The Myanmar junta has shut down a Yangon monastery, which served as a hospice for HIV/AIDS patients and expelled its monks, an opposition lawyer said on Friday.
“The authorities sealed Maggin monastery yesterday afternoon” and expelled the monks, said Aung Thein of detained democracy icon Aung San Suu Kyi’s National League for Democracy. “The authorities did not give them any documents and did not say under which law the action was taken, so we cannot do anything to provide them with legal assistance,” he added.

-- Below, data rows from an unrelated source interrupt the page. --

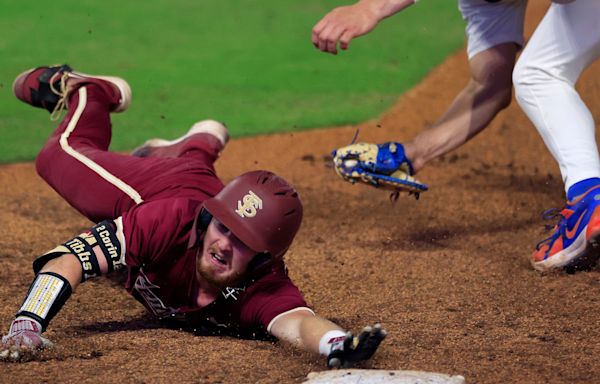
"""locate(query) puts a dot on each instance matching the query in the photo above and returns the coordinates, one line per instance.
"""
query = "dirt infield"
(448, 275)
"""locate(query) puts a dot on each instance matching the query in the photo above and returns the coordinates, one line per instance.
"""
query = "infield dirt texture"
(448, 275)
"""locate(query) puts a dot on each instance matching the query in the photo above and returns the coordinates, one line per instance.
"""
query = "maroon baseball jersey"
(155, 200)
(161, 259)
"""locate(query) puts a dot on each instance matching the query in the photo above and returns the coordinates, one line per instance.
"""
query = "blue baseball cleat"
(575, 243)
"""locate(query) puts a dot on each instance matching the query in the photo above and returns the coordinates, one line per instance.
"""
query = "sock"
(582, 187)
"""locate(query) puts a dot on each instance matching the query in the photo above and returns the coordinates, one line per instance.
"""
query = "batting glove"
(24, 340)
(352, 349)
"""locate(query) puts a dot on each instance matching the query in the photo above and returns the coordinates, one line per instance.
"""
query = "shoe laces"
(557, 217)
(61, 105)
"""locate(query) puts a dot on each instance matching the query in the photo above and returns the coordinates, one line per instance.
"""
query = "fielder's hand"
(24, 340)
(353, 349)
(379, 165)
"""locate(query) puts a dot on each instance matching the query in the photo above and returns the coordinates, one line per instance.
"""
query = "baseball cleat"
(210, 131)
(575, 242)
(48, 87)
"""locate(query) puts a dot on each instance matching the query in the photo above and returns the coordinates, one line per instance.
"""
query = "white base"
(376, 376)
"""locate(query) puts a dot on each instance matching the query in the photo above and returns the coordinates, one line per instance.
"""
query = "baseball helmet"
(261, 209)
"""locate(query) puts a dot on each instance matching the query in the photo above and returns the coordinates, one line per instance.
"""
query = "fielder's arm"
(343, 24)
(58, 273)
(319, 335)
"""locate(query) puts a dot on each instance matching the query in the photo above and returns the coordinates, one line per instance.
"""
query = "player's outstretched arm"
(319, 335)
(58, 273)
(343, 24)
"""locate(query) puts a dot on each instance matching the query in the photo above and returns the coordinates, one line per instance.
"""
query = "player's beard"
(206, 272)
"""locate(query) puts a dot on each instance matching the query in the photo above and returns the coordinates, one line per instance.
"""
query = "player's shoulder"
(172, 212)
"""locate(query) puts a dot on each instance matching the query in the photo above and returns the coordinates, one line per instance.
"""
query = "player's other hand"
(24, 340)
(356, 348)
(341, 25)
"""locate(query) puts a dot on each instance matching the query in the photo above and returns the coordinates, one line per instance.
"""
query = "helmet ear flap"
(204, 219)
(259, 260)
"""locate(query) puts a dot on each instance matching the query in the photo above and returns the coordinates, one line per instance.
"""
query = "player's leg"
(564, 44)
(495, 34)
(204, 141)
(75, 161)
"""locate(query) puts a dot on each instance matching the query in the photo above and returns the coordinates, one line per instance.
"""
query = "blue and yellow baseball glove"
(382, 166)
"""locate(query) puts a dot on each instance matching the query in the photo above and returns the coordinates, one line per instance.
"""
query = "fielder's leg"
(565, 43)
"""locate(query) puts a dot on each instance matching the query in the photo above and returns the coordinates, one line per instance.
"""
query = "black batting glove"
(356, 348)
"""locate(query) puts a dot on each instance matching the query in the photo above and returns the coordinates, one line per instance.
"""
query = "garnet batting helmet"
(261, 209)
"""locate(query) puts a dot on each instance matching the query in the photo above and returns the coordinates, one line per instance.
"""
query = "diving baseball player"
(199, 255)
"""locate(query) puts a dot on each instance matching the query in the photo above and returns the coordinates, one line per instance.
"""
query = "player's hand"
(341, 25)
(356, 348)
(24, 341)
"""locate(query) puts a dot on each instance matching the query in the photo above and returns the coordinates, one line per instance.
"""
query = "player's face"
(224, 258)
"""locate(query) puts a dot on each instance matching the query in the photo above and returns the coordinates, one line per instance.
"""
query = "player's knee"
(45, 159)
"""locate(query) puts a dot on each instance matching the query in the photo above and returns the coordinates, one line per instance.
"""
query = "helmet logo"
(251, 204)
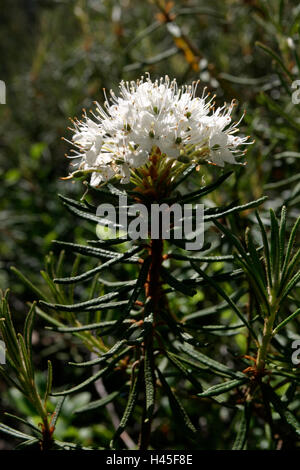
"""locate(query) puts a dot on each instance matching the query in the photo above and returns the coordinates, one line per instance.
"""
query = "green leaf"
(205, 190)
(13, 432)
(233, 210)
(285, 414)
(28, 283)
(207, 361)
(275, 247)
(226, 297)
(149, 376)
(103, 358)
(91, 273)
(241, 437)
(132, 399)
(176, 405)
(49, 382)
(177, 285)
(223, 387)
(36, 430)
(82, 306)
(282, 235)
(289, 249)
(91, 326)
(274, 56)
(179, 363)
(266, 249)
(57, 411)
(87, 250)
(94, 405)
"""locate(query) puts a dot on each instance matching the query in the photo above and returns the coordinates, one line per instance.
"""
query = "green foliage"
(214, 356)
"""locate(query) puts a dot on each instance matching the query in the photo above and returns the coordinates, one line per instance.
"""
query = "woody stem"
(152, 291)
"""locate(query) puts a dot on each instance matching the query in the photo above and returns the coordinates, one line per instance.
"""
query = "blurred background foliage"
(58, 55)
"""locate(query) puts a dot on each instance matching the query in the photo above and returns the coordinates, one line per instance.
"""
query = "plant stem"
(152, 291)
(267, 337)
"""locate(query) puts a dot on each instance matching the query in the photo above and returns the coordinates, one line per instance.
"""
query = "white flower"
(147, 116)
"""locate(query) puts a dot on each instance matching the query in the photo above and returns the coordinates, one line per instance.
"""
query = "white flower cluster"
(149, 115)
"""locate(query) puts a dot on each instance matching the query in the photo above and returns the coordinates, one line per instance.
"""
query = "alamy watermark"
(2, 92)
(138, 221)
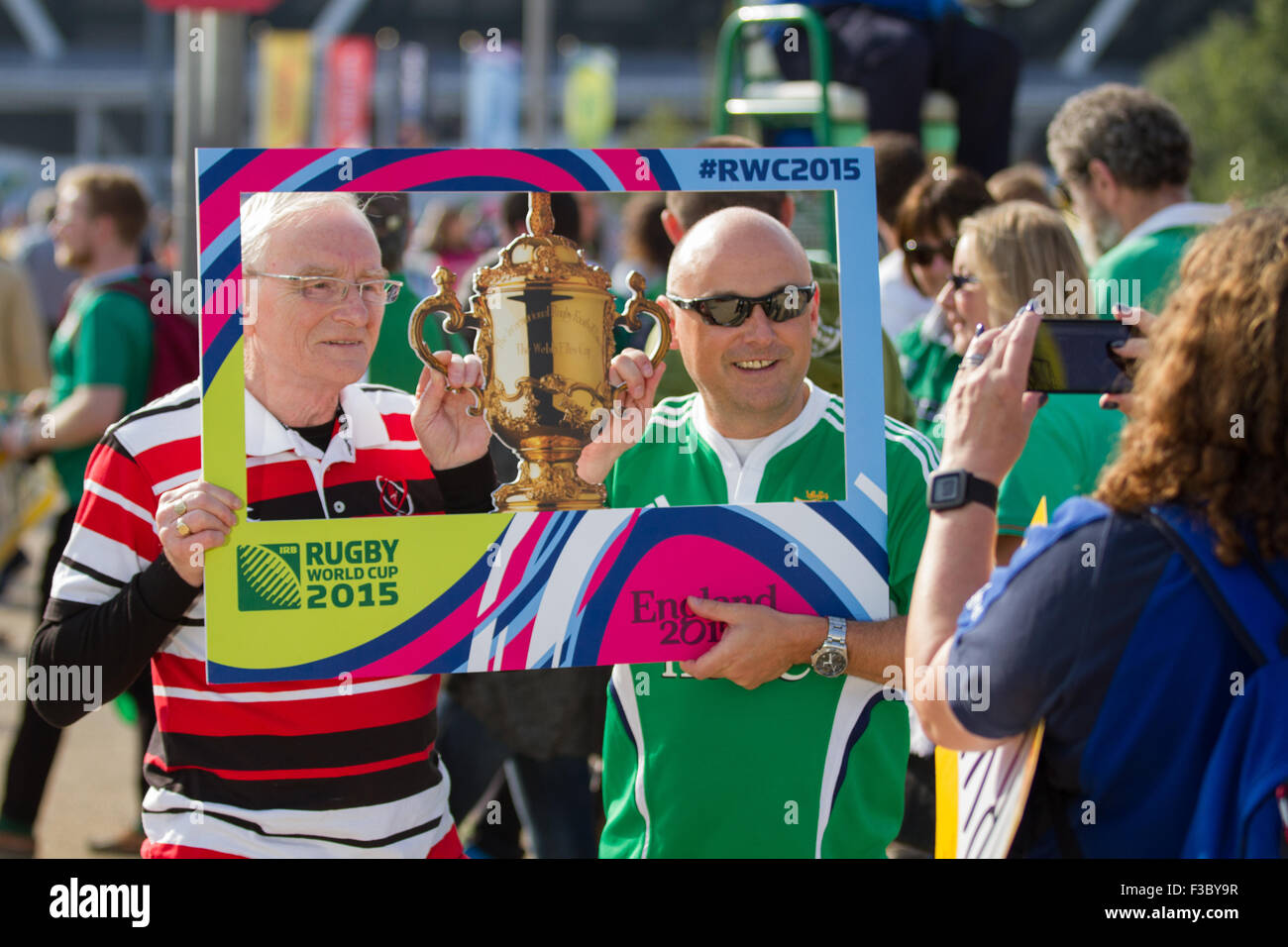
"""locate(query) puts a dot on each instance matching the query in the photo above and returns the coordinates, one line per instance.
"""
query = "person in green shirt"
(758, 748)
(101, 357)
(1124, 157)
(393, 363)
(686, 208)
(1004, 253)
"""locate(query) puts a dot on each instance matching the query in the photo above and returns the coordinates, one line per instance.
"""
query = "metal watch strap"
(835, 641)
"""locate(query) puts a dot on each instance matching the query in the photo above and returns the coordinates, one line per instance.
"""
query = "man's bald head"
(734, 243)
(751, 376)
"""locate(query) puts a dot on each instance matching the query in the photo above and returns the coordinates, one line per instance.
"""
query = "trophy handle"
(446, 302)
(631, 320)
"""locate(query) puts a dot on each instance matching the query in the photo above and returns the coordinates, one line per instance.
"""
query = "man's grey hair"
(262, 213)
(1138, 136)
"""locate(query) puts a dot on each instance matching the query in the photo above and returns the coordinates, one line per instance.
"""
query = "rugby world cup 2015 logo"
(268, 578)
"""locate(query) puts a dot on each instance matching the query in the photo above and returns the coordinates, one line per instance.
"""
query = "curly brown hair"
(1210, 429)
(1138, 136)
(934, 204)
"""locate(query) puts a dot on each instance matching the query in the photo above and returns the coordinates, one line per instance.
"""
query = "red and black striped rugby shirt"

United Nations special envoy Ibrahim Gambari criticised the closure of the monastery, which was a refuge for provincial patients who came to Yangon for medicines.
“Any action that runs counter to the spirit of national reconciliation, any action that will undermine the dialogue between the Government and those who disagree with the policy of the Government should be avoided,” Gambari said in Phnom Penh.
“And I’d like to repeat that,” he told reporters during a visit to Cambodia on a regional tour before returning to Myanmar next month for more talks with the Government and probably Suu Kyi.
The abbots of Maggin monastery have long had the reputation of supporting pro-democracy campaigns, such as the one led by monks in September which the junta crushed. The official death toll is 15, but diplomats believe it is much higher. The suppression caused such international outrage the junta allowed Gambari to visit and it appointed a senior general as intermediary with Suu Kyi, who has spent 12 of the past 18 years under some form of detention.
Gambari, who expects to return to Myanmar in December, said after his last visit he had received assurances the crackdown would stop.